At the conclusion of the project, she hoped 20 new children’s book titles would be produced and sent across the country, thereby reflecting the nationwide focus of the fantastic project. She also urged Nigerians and booklovers worldwide to patronise the forthcoming titles.
Ambassador Gautier Mignot, Head of the European Union Delegation to Nigeria and the ECOWAS States, who graced the occasion, was excited that to the Nigeria Picture Book Project was being launched after some administrative delays. He informed that the EU had been supporting culture in Europe for many years as a block while individual countries had been supporting different countries internationally. The EU, he also said, had recently made a foray into international cultural relations, connecting creatives in third world countries and finding sustainable economic models for them to survive.
The EU’s six programes launched in Africa, Mignot said, were geared towards strengthening relationships with the creative industries: “We provide support in particular to policy design, artists, festivals, museums, cultural institutions and the creative economy.”
Together with Mignot, the Nigeria Picture Book Project was unveiled by Lola Shoneyin.

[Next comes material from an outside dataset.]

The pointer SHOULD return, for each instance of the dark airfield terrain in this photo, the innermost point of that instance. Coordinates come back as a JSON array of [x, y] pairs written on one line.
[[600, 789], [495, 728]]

The event also welcomed participants from the Lagos International Festival of Illustrations (LIFI and celebrated the achievements of Bookstorm illustrators, including Kayode Onimole and Chiamaka Chukwu, who were recognized by the Bologna Children’s Book Fair for their outstanding contributions to illustration and storytelling.
For the new project, BookBuzz, she said would, in one year, train 24 writers and 24 illustrators aged between 21 and 30 to publish 20 books. Also, “12 participants will be selected from each geopolitical zone. We’re taking six illustrators, six potential writers from each zone to be trained.”
Her undying interest in children’s books, she noted, was informed by the urgent need to remedy problems associated with quality, production, and accessibility, adding: “I have a bookstore. Most of the books here are from the UK or the US. I want to see more Nigerian books for Nigerian children. Nigerian children deserve to be able to see a book and when they open it, the landscape in the book looks familiar. It’s called representation. It’s very, very important to a child, or else you feel excluded from the world.”
The end resuit of the children’s book project held a greater fascination for her: “When people see that children’s books are doing well, it gives young people more options of what they can do when they’re older. But beyond that, it’s a way of giving people employment. I have a soft spot for people who are talented and creative, and I want to do everything that I can to support them. By the time we have done 100 books, I am convinced many people are going to start saying, ‘We want to publish children’s books as well.’ So the point is to not only do it, but to do it successfully,”
With the Nigeria Picture Book Project, stakeholders, who attended the launch, were optimistic that a new dawn had come for children’s books publishing in Nigeria. As the days go by, the picture would be clearer.